When spot Bitcoin ETFs were approved in January, a large inflow of institutional investments was observed, sending the price of Bitcoin to new highs. According to analyst Hildobby, institutions bought over $12 billion worth of Bitcoin after ETF approvals. Investors in Ethereum may not get the same boost in interest.

Acheson points out that Ethereum’s regulatory status remains unclear. While Ethereum has been mentioned in court suits as a commodity, the SEC hasn’t clearly defined it, making investment in the asset even more complicated.

Insights from Analysts and Market Dynamics

Balchunas and his colleague James Seyffart had earlier boosted the chance of a spot Ethereum ETF approval to 75% due to pro-crypto developments in the U.S. Balchunas, however, expects the launch of Ethereum ETFs to be disappointing compared to Bitcoin.

“When/if the ETH spot ETFs eventually launch, we should brace ourselves for a disappointing reception,” Acheson wrote in her newsletter, “Crypto is Macro.” Acheson attributed that to the traditionally lower institutional interest in Ethereum-based products in the U.S. and overseas.

Relative Market Analysis

In Hong Kong, Ethereum makes up less than 15% of the assets under management for spot ETFs; a similar trend whereby institutional interest has been largely subdued. The U.S. market, where investors already have access to Ethereum futures ETFs, shows a lack of enthusiasm as well.

“The [assets under management] of the leading ETH futures ETF (EETH) is about 4% that of the leading BTC futures ETF (BITO),” Acheson writes, highlighting the stark contrast in investor interest between the two largest cryptocurrencies.

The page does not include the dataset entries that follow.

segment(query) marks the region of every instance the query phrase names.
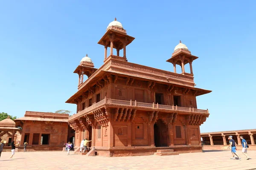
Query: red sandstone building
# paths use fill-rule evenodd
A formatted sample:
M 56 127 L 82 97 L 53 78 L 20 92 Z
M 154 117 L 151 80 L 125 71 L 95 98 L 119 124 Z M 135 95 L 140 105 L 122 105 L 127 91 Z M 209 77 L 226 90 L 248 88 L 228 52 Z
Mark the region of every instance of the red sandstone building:
M 129 62 L 126 48 L 134 39 L 115 19 L 98 42 L 105 48 L 103 65 L 94 68 L 87 55 L 74 71 L 78 91 L 66 102 L 77 106 L 68 119 L 76 131 L 76 146 L 87 138 L 97 155 L 108 156 L 150 155 L 162 149 L 201 151 L 200 125 L 209 113 L 197 108 L 196 97 L 211 91 L 195 87 L 192 63 L 198 57 L 180 42 L 167 60 L 174 72 Z
M 24 117 L 15 120 L 16 126 L 22 128 L 18 140 L 20 146 L 27 142 L 27 148 L 30 150 L 62 150 L 67 141 L 73 141 L 68 124 L 69 116 L 26 111 Z
M 224 150 L 227 149 L 229 144 L 228 136 L 232 136 L 238 148 L 241 147 L 240 136 L 243 136 L 250 150 L 256 150 L 256 139 L 253 137 L 253 134 L 256 133 L 256 129 L 224 131 L 204 133 L 201 133 L 201 137 L 206 150 Z

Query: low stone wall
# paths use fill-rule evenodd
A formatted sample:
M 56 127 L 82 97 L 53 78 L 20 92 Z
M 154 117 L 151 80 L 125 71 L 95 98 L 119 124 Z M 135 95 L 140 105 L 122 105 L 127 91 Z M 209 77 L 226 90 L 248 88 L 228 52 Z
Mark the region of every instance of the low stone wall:
M 110 149 L 96 148 L 96 156 L 108 157 L 132 156 L 154 155 L 157 150 L 172 149 L 179 153 L 202 152 L 201 145 L 179 145 L 169 147 L 134 147 L 113 148 Z
M 256 150 L 256 144 L 249 144 L 248 150 Z M 227 149 L 229 145 L 204 145 L 203 150 L 230 150 L 230 149 Z M 236 149 L 238 150 L 242 150 L 242 146 L 239 145 L 236 146 Z
M 35 151 L 60 151 L 62 150 L 62 146 L 28 146 L 26 150 L 28 152 Z M 3 147 L 3 152 L 11 152 L 12 147 L 10 146 Z M 23 146 L 16 147 L 15 152 L 24 152 L 24 147 Z

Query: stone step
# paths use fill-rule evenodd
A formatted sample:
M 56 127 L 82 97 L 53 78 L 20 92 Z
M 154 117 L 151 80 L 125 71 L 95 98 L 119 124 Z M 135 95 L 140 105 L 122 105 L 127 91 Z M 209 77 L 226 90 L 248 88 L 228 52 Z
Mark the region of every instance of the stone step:
M 157 150 L 157 153 L 163 153 L 165 152 L 173 152 L 174 150 L 173 149 L 161 149 Z
M 86 152 L 85 153 L 84 152 L 77 152 L 76 153 L 78 155 L 86 155 L 87 154 L 87 152 Z
M 178 155 L 179 153 L 176 152 L 163 152 L 163 153 L 157 153 L 156 152 L 154 154 L 154 155 L 157 156 L 167 156 L 170 155 Z

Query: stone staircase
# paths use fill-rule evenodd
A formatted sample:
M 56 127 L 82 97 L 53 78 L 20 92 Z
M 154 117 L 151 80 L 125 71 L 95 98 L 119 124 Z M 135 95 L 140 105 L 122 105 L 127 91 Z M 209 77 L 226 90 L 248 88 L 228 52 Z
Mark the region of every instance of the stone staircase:
M 84 151 L 84 150 L 83 150 L 83 151 Z M 75 150 L 75 153 L 77 155 L 85 155 L 87 156 L 95 156 L 95 155 L 93 155 L 93 149 L 90 149 L 90 148 L 87 149 L 85 152 L 80 152 L 80 148 L 79 148 Z
M 174 152 L 173 149 L 162 149 L 157 150 L 157 152 L 154 153 L 154 155 L 158 156 L 166 156 L 169 155 L 178 155 L 179 153 Z

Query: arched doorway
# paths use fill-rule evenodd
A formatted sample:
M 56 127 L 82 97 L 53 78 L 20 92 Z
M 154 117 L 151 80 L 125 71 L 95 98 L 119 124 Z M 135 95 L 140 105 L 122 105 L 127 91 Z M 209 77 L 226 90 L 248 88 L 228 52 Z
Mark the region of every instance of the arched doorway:
M 168 128 L 161 119 L 154 125 L 154 133 L 156 147 L 168 146 Z

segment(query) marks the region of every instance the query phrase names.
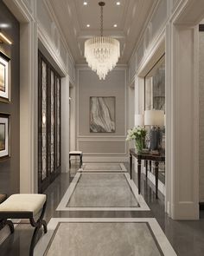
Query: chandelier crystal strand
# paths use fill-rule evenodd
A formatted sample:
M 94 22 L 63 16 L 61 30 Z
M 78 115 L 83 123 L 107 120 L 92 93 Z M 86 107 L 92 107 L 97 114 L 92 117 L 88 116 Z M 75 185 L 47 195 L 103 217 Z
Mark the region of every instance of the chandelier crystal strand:
M 103 36 L 103 6 L 101 7 L 100 36 L 92 37 L 85 42 L 85 57 L 88 66 L 97 73 L 99 79 L 105 79 L 106 75 L 117 64 L 120 56 L 119 42 L 111 36 Z

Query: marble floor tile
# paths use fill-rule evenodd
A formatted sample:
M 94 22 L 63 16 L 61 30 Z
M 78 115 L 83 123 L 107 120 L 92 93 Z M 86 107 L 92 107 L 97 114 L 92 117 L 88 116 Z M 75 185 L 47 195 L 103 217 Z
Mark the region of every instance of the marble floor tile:
M 72 210 L 150 210 L 127 174 L 77 174 L 57 207 Z
M 156 219 L 52 219 L 35 255 L 175 256 Z
M 123 163 L 84 163 L 80 172 L 127 172 Z

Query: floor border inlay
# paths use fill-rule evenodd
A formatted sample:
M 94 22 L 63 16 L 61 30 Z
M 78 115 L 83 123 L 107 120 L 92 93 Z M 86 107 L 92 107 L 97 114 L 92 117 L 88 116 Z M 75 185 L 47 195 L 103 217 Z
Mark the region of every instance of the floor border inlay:
M 73 181 L 71 182 L 69 187 L 67 188 L 67 192 L 65 193 L 64 196 L 62 197 L 59 206 L 56 208 L 56 211 L 150 211 L 150 207 L 146 204 L 145 200 L 143 200 L 141 194 L 138 194 L 138 189 L 136 187 L 134 181 L 130 179 L 129 174 L 126 173 L 120 173 L 120 174 L 124 175 L 128 185 L 131 190 L 131 193 L 135 196 L 136 200 L 137 200 L 139 207 L 67 207 L 67 204 L 69 201 L 72 194 L 73 194 L 78 181 L 80 176 L 86 174 L 93 174 L 93 173 L 77 173 L 74 176 Z M 95 174 L 95 173 L 94 173 Z M 107 174 L 107 173 L 98 173 L 99 174 Z
M 51 245 L 56 228 L 61 223 L 147 223 L 156 245 L 164 256 L 176 256 L 175 252 L 155 218 L 52 218 L 48 225 L 48 233 L 35 246 L 34 256 L 42 256 Z

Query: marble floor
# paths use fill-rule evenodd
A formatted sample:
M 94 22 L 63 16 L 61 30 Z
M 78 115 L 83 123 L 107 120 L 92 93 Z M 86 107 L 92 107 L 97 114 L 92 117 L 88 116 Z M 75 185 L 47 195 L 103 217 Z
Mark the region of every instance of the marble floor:
M 80 171 L 85 172 L 126 172 L 123 163 L 85 163 Z
M 76 174 L 57 211 L 150 210 L 128 174 Z
M 124 166 L 129 171 L 128 163 L 124 163 Z M 150 181 L 146 181 L 144 175 L 142 176 L 142 195 L 138 196 L 134 185 L 137 184 L 136 174 L 133 174 L 133 181 L 129 182 L 129 174 L 125 170 L 121 171 L 122 167 L 120 170 L 116 170 L 115 168 L 121 166 L 112 165 L 105 173 L 107 167 L 102 163 L 98 167 L 96 166 L 93 167 L 93 164 L 90 165 L 85 172 L 78 172 L 79 166 L 73 166 L 69 174 L 61 174 L 49 186 L 45 192 L 48 194 L 45 219 L 48 223 L 48 233 L 39 236 L 35 256 L 201 256 L 204 254 L 203 213 L 201 212 L 201 220 L 198 221 L 178 221 L 169 219 L 164 213 L 163 196 L 159 194 L 159 199 L 156 199 L 154 187 Z M 121 203 L 116 200 L 117 204 L 112 205 L 112 202 L 115 202 L 114 199 L 108 200 L 107 208 L 101 207 L 100 210 L 95 210 L 94 202 L 92 207 L 86 207 L 90 201 L 83 199 L 80 187 L 85 189 L 87 187 L 91 193 L 94 187 L 92 185 L 94 183 L 93 181 L 99 182 L 101 177 L 104 189 L 106 189 L 108 182 L 105 181 L 108 175 L 111 180 L 116 175 L 119 184 L 122 182 L 121 185 L 124 186 L 126 191 L 125 194 L 123 194 L 124 199 L 130 196 L 132 198 L 131 203 L 138 204 L 137 207 L 133 205 L 134 208 L 143 208 L 146 205 L 149 210 L 145 207 L 139 211 L 131 207 L 125 209 L 127 206 L 125 204 L 122 207 L 112 208 L 112 206 L 117 207 Z M 78 179 L 79 177 L 82 178 L 81 181 Z M 110 184 L 112 182 L 112 181 Z M 116 187 L 113 187 L 113 189 L 116 189 Z M 85 194 L 85 197 L 90 196 L 89 193 Z M 97 194 L 102 196 L 102 193 Z M 116 191 L 112 193 L 112 197 L 118 197 L 118 193 Z M 62 209 L 67 208 L 70 202 L 73 206 L 72 211 Z M 85 204 L 85 207 L 79 210 L 82 206 L 81 202 Z M 106 203 L 105 198 L 101 197 L 100 207 L 103 207 L 101 204 L 105 202 Z M 145 205 L 143 205 L 143 202 Z M 128 203 L 130 206 L 130 200 Z M 59 209 L 59 207 L 62 208 Z M 0 255 L 29 255 L 32 233 L 33 228 L 29 225 L 22 223 L 18 225 L 14 234 L 10 235 L 0 246 Z

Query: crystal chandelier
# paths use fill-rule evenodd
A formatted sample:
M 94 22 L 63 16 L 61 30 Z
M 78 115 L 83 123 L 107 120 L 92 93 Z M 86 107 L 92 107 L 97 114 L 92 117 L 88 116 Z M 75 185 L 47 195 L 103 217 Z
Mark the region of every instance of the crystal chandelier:
M 88 66 L 97 73 L 99 79 L 105 78 L 118 61 L 120 56 L 119 42 L 111 36 L 103 36 L 103 7 L 100 6 L 100 36 L 92 37 L 85 42 L 85 57 Z

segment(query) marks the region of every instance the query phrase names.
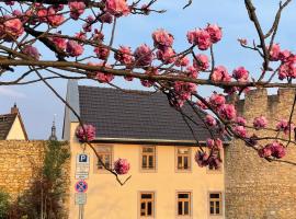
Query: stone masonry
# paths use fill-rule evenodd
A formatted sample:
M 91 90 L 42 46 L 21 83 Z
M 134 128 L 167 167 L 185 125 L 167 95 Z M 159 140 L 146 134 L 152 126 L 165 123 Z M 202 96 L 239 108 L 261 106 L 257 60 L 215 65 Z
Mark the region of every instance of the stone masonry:
M 259 89 L 236 103 L 248 125 L 254 117 L 264 115 L 269 127 L 275 128 L 281 118 L 289 118 L 294 95 L 295 90 L 291 89 L 281 89 L 277 95 L 267 95 L 266 90 Z M 295 116 L 296 113 L 294 124 Z M 257 135 L 274 136 L 274 131 L 257 131 Z M 283 160 L 296 162 L 295 146 L 288 147 Z M 225 174 L 227 219 L 296 218 L 296 165 L 267 162 L 241 140 L 234 140 L 225 150 Z
M 0 141 L 0 189 L 10 194 L 12 200 L 30 189 L 41 171 L 46 141 Z M 65 166 L 69 173 L 69 163 Z

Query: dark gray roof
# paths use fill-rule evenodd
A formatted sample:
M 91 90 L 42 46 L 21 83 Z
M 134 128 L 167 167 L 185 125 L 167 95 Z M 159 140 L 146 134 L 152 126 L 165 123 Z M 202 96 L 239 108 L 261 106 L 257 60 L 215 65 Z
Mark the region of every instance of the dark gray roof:
M 18 114 L 0 115 L 0 140 L 5 140 Z
M 98 139 L 195 140 L 182 115 L 162 93 L 79 87 L 79 102 L 80 116 L 83 123 L 95 126 Z M 197 123 L 187 119 L 198 141 L 209 138 L 190 106 L 185 105 L 183 111 Z

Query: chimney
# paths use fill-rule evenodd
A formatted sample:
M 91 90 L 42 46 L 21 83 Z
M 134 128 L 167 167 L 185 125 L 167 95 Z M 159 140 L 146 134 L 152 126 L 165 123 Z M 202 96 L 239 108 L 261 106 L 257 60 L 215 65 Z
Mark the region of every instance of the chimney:
M 11 107 L 11 111 L 10 111 L 11 114 L 19 114 L 19 108 L 16 106 L 16 103 L 14 103 L 13 107 Z

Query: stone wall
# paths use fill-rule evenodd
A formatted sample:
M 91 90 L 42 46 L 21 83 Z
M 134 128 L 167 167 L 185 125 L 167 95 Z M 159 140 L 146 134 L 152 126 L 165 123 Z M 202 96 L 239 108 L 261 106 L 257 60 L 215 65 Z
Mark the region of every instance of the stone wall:
M 275 127 L 281 118 L 288 119 L 294 95 L 295 90 L 282 89 L 277 95 L 267 95 L 261 89 L 250 91 L 244 100 L 237 101 L 237 108 L 249 125 L 254 117 L 264 115 L 269 126 Z M 296 113 L 294 124 L 295 116 Z M 263 130 L 257 135 L 274 132 Z M 291 145 L 287 151 L 283 160 L 296 162 L 295 146 Z M 225 150 L 225 180 L 227 219 L 296 218 L 296 165 L 267 162 L 242 141 L 234 140 Z
M 12 200 L 27 192 L 38 175 L 46 143 L 47 141 L 0 141 L 0 189 L 9 193 Z M 64 170 L 67 174 L 70 172 L 69 163 Z

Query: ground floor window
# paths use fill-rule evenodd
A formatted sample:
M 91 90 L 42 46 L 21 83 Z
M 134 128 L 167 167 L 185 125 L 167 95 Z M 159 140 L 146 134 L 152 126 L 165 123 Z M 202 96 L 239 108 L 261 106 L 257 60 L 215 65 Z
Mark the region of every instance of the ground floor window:
M 209 193 L 209 215 L 220 216 L 223 214 L 221 193 Z
M 177 194 L 177 215 L 191 216 L 191 193 L 180 192 Z
M 155 217 L 155 193 L 150 192 L 140 193 L 140 217 L 141 218 Z

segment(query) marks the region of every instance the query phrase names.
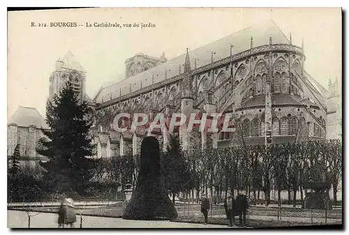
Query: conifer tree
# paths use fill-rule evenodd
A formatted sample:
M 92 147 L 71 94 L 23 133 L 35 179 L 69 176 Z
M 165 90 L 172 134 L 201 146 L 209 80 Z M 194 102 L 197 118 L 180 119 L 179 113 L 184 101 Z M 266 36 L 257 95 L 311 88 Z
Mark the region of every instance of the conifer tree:
M 195 186 L 189 162 L 181 149 L 177 134 L 170 135 L 162 165 L 165 186 L 172 195 L 172 202 L 174 203 L 176 194 L 188 191 Z
M 10 161 L 9 173 L 12 176 L 15 175 L 20 171 L 20 144 L 17 144 Z
M 88 114 L 87 104 L 69 83 L 47 102 L 46 122 L 51 130 L 44 134 L 50 141 L 43 142 L 37 152 L 50 158 L 40 165 L 47 171 L 45 177 L 52 190 L 74 190 L 81 194 L 94 176 L 95 160 L 86 158 L 93 156 L 94 149 Z

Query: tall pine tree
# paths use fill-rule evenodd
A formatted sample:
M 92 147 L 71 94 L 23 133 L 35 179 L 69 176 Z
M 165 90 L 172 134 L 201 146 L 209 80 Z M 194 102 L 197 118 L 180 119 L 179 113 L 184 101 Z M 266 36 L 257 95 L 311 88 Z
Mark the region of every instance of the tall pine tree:
M 190 165 L 181 147 L 178 134 L 170 135 L 169 144 L 162 159 L 162 175 L 166 189 L 172 195 L 188 192 L 195 186 Z
M 50 158 L 40 162 L 47 171 L 45 177 L 49 188 L 81 195 L 94 176 L 96 166 L 95 160 L 86 158 L 93 156 L 94 149 L 89 135 L 92 122 L 87 119 L 89 107 L 68 83 L 52 102 L 47 102 L 46 110 L 51 130 L 44 134 L 50 141 L 43 142 L 37 151 Z
M 8 173 L 11 176 L 15 175 L 20 171 L 20 144 L 17 144 L 10 161 L 10 170 Z

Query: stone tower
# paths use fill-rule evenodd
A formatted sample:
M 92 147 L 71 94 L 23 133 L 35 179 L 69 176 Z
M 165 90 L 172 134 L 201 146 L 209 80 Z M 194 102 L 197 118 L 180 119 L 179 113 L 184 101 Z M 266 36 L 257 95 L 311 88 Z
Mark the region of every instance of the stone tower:
M 186 61 L 184 63 L 184 78 L 181 81 L 181 112 L 186 116 L 186 121 L 184 125 L 179 128 L 179 137 L 183 144 L 183 150 L 186 150 L 190 147 L 190 132 L 188 132 L 188 123 L 191 114 L 193 112 L 193 85 L 191 77 L 191 61 L 189 59 L 189 52 L 186 48 Z
M 50 77 L 50 101 L 59 93 L 69 82 L 73 90 L 80 98 L 85 97 L 86 71 L 75 60 L 73 53 L 69 51 L 63 57 L 56 61 L 55 70 Z

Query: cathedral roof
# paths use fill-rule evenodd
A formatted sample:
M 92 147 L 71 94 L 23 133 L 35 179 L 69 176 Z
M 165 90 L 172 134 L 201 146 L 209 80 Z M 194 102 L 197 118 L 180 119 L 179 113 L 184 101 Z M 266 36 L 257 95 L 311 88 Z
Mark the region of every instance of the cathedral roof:
M 292 96 L 288 94 L 272 94 L 273 105 L 302 105 Z M 252 97 L 242 104 L 240 109 L 265 105 L 265 96 Z
M 85 96 L 84 100 L 87 102 L 87 104 L 89 105 L 93 105 L 94 104 L 94 100 L 89 96 L 87 94 L 85 93 Z
M 61 59 L 61 61 L 64 63 L 62 68 L 86 72 L 79 62 L 77 62 L 77 60 L 70 50 L 67 52 L 67 54 L 66 54 L 63 59 Z
M 302 105 L 293 96 L 288 94 L 273 94 L 272 95 L 272 100 L 274 105 Z
M 20 106 L 12 115 L 8 124 L 15 123 L 21 127 L 35 126 L 38 128 L 50 129 L 41 114 L 34 107 Z
M 288 39 L 280 28 L 271 20 L 266 23 L 246 28 L 203 47 L 191 50 L 188 52 L 190 55 L 190 59 L 188 59 L 192 65 L 194 64 L 194 61 L 198 59 L 196 63 L 197 68 L 204 66 L 211 63 L 212 52 L 215 53 L 214 55 L 214 61 L 229 56 L 231 45 L 234 45 L 234 54 L 250 49 L 251 37 L 253 38 L 253 47 L 269 45 L 269 37 L 272 38 L 274 44 L 289 43 Z M 112 93 L 112 98 L 119 97 L 120 89 L 121 95 L 126 95 L 130 93 L 130 90 L 132 92 L 139 89 L 141 82 L 142 86 L 145 87 L 151 85 L 153 79 L 154 83 L 165 80 L 166 70 L 168 78 L 178 75 L 179 66 L 186 61 L 186 54 L 183 54 L 135 76 L 124 79 L 109 86 L 101 88 L 95 98 L 95 100 L 101 102 L 101 98 L 103 97 L 103 102 L 108 101 L 110 100 L 110 93 Z M 183 70 L 181 71 L 183 72 Z M 130 84 L 131 85 L 131 89 Z

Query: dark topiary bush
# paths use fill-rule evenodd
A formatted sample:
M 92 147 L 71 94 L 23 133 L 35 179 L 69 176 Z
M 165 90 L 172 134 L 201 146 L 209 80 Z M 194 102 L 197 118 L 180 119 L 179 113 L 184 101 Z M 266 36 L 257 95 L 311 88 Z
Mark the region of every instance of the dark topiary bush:
M 161 176 L 159 144 L 155 137 L 143 139 L 140 158 L 137 185 L 122 218 L 140 220 L 176 218 L 176 209 Z

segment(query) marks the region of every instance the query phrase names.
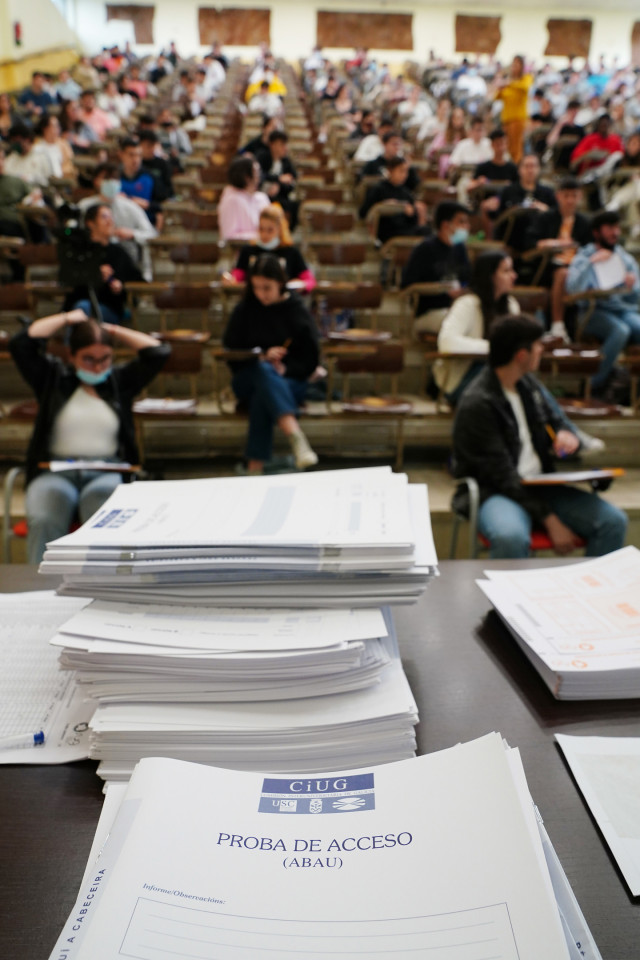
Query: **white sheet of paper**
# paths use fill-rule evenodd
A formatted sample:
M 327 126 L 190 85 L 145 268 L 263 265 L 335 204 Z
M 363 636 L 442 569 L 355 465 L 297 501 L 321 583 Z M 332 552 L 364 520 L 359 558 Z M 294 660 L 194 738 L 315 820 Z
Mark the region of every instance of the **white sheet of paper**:
M 60 628 L 100 640 L 205 650 L 301 650 L 385 637 L 380 610 L 242 610 L 94 601 Z M 56 641 L 58 642 L 58 641 Z
M 86 600 L 50 591 L 0 594 L 0 737 L 34 734 L 37 747 L 0 746 L 2 763 L 66 763 L 89 754 L 88 724 L 94 705 L 76 690 L 73 673 L 58 668 L 49 640 Z
M 640 896 L 640 738 L 556 734 L 634 897 Z
M 594 263 L 593 272 L 598 280 L 599 290 L 613 290 L 615 287 L 621 287 L 623 285 L 627 271 L 625 270 L 622 257 L 614 253 L 608 260 Z
M 497 734 L 328 778 L 145 760 L 51 956 L 567 960 L 535 830 Z

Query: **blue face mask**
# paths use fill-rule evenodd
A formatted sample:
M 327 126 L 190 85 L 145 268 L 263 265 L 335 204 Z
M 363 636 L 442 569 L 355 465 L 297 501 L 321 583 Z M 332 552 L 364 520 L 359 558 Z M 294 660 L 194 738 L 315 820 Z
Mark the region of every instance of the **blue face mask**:
M 104 383 L 111 376 L 111 367 L 102 370 L 101 373 L 92 373 L 91 370 L 83 370 L 76 367 L 76 377 L 81 383 L 86 383 L 88 387 L 97 387 L 99 383 Z
M 267 240 L 266 243 L 259 239 L 257 246 L 262 247 L 263 250 L 277 250 L 280 246 L 280 237 L 272 237 L 271 240 Z
M 458 227 L 451 234 L 451 243 L 466 243 L 469 239 L 469 231 L 465 227 Z

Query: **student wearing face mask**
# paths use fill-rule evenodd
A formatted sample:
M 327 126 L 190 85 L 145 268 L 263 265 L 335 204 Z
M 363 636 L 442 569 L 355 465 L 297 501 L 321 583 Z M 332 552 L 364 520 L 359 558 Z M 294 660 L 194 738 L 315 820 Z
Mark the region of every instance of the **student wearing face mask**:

Future Prospects and Industry Sentiment

Some voices within the industry remain optimistic about Ethereum’s future. Investor Jim Bianco suggests removing the regulatory uncertainty around Ethereum’s proof-of-stake might bring significant institutional investment.

“Remove the regulatory uncertainty around proof of stake and watch how Wall Street runs to ETH,” Bianco wrote on X. He highlighted that Ethereum is the broad utility in the crypto ecosystem, such as DeFi, NFTs, and Layer 2.

In a nutshell, while the approval of Ethereum spot ETFs marks a significant milestone in terms of regulation, the actual impact on institutional investment remains to be seen. Bloomberg Intelligence’s Eric Balchunas and other analysts warn that Ethereum might not be the Bitcoin-esque skyrocketing growth following its ETF approval. The broader implications for Ethereum and other altcoins will be clear as the market digests these new products.